How CCIX enables CPU–accelerator cache coherency over PCIe — architecture, transaction types, coherency model, and comparison with CXL.
CCIX (Cache Coherent Interconnect for Accelerators) is an open industry standard protocol that adds hardware cache coherency between host CPUs and attached accelerators over a PCIe physical link. Developed by the CCIX Consortium (founded 2016 by AMD, ARM, Huawei, IBM, Mellanox, Qualcomm, Xilinx), it solves the fundamental problem of heterogeneous computing: keeping data consistent between CPU caches and accelerator caches without software intervention.
Without coherency, a programmer must explicitly flush CPU caches before the accelerator reads the data, and flush accelerator memory before the CPU reads results. CCIX eliminates this overhead in hardware, enabling zero-copy data sharing.
Key insight: CCIX = PCIe physical layer + ARM CHI-like coherency protocol on top. It reuses the existing PCIe infrastructure (same connectors, same PHY) and adds a new Transaction Layer that carries coherency messages — no new hardware slots needed.

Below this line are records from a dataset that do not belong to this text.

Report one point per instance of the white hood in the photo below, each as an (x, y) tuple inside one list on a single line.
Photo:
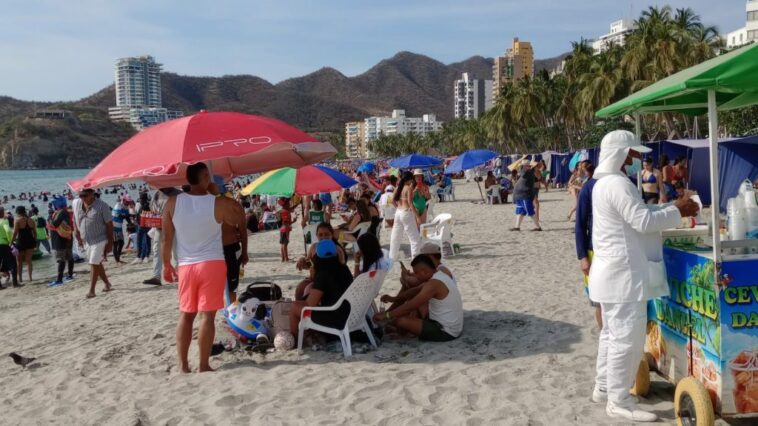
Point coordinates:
[(613, 152)]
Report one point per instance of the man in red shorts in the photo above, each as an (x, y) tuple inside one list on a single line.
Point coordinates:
[(195, 219)]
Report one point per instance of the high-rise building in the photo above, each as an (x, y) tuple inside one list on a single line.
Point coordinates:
[(616, 35), (397, 124), (138, 93), (517, 63), (472, 97), (138, 82), (749, 32), (355, 139)]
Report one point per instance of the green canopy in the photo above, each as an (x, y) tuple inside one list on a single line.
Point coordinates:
[(733, 76)]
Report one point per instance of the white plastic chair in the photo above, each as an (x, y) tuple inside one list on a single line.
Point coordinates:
[(360, 294), (493, 192), (440, 232)]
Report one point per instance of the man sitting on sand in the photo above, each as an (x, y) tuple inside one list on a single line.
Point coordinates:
[(409, 280), (438, 294)]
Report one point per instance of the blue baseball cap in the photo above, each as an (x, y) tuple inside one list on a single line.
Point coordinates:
[(219, 181), (326, 249), (59, 203)]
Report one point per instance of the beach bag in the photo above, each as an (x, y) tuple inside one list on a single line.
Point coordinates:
[(262, 290), (149, 220), (280, 317)]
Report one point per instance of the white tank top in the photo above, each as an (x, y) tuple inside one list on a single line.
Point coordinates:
[(448, 311), (197, 236)]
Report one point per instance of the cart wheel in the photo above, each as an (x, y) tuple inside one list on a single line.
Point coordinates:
[(651, 363), (692, 404), (642, 382)]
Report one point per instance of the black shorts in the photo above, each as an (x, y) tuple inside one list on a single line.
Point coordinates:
[(7, 259), (232, 266), (432, 331)]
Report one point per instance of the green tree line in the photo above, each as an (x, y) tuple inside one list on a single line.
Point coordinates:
[(556, 112)]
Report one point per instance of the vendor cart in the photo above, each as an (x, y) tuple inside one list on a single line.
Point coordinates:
[(704, 336)]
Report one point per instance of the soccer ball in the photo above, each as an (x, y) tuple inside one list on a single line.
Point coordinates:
[(284, 341)]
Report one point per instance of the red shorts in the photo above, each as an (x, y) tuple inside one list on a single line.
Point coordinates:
[(201, 286)]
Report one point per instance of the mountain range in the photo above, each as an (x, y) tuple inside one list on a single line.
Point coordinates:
[(320, 102)]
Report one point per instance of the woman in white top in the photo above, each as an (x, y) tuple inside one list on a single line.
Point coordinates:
[(405, 217), (440, 293)]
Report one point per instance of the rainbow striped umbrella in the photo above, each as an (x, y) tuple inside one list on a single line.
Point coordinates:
[(308, 180)]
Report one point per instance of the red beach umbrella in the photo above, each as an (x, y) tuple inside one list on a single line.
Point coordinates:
[(234, 144)]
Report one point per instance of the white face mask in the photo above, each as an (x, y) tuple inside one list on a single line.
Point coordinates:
[(634, 168)]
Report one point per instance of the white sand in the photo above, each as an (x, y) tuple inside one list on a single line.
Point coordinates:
[(526, 356)]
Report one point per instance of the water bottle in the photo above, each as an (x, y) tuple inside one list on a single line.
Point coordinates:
[(736, 223)]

| Property | CCIX | CXL | CAPI (IBM) |
|---|---|---|---|
| Founded | 2016, CCIX Consortium | 2019, Intel-led | 2013, IBM |
| Physical layer | PCIe Gen3/Gen4 | PCIe Gen5/Gen6 | PCIe Gen3+ |
| Protocol basis | ARM CHI-like | CXL.cache, CXL.mem, CXL.io | IBM POWER architecture |
| Coherency model | Full MOESI snoop-based | Full coherency (CXL.cache) | Full coherency |
| Memory semantic | Host memory + device memory | CXL.mem for device memory | Host memory |
| Industry status (2026) | Legacy / limited new adoption | Dominant standard | IBM Power-only |
| Key adopters | AMD EPYC, Xilinx FPGAs, ARM servers | Intel, AMD, NVIDIA, Samsung, all major SoC | IBM Power servers |
Industry shift: CXL has become the dominant cache-coherent interconnect standard. The CXL Consortium (which absorbed many CCIX members) has broader industry backing and integration into PCI-SIG. New designs in 2024+ are almost exclusively using CXL. CCIX remains relevant for understanding existing AMD EPYC and ARM server deployments.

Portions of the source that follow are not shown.